Wild blueberries grow in marshy woodlands all over Norway. You can usually tell when you’re close to a blueberry patch because the sweet smell tickles the tip of your nose. Norwegian brown bears love eating blueberries and so do the native woodland birds. It was by a lake up in Alta that I discovered my first Norwegian blueberry. Moose and I were bush-walking when he bent down and picked a berry and ate it. I gasped ‘Don’t eat that!’. ‘Why?’, he said. ‘Because it might kill you!’ (I had grown up with an ‘Aussie-sense’ of danger that everything in the bush can kill you or at least leave you brutally maimed.) Moose laughed at me, ‘It’s just a blueberry’. He picked one for me. Oh boy – a trust exercise (we had only been married for three months). It took me a moment but I managed to eat my first wild blueberry – straight off the bush, in the wild! Since then, I hang out for blueberry season every year.
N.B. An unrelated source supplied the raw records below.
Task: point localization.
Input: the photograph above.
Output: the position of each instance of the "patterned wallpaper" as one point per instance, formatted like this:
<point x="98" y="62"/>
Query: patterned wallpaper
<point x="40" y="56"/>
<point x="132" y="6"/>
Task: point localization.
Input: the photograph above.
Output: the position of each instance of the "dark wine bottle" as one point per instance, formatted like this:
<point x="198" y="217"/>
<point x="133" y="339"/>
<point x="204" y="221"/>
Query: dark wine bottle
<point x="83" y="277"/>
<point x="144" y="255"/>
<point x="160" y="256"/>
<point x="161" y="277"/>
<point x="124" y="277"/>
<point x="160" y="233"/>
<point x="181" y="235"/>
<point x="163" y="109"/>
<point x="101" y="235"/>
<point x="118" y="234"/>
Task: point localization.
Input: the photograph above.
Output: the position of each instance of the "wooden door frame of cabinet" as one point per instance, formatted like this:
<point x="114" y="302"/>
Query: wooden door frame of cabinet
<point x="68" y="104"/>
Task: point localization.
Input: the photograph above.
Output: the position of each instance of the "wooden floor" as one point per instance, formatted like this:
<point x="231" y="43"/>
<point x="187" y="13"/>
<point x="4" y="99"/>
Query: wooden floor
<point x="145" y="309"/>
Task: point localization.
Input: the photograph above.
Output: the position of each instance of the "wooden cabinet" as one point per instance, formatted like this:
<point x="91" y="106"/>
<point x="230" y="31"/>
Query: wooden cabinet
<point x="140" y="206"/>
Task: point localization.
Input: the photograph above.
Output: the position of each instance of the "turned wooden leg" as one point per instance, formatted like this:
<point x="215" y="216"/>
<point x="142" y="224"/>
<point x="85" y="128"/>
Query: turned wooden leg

Blueberry season is generally in late August in Tromsø but earlier in the south. The size and quality of the blueberry depends on the summer season. If it is a hot summer the berries can grow big and ripen quickly but if the summer is cold then the berries are smaller and take longer to ripen. Picking blueberries is one of our family traditions (two years running now). The first year we just used our hands to pick and they turned completely purple! So this year we decided to use a berry-picker and cleaning tray. Even though you can pick more berries you also prune the bush so it takes longer cleaning and sorting. (I think I prefer hand-picking as you are more selective and it’s easier for the squished ones to find your mouth.)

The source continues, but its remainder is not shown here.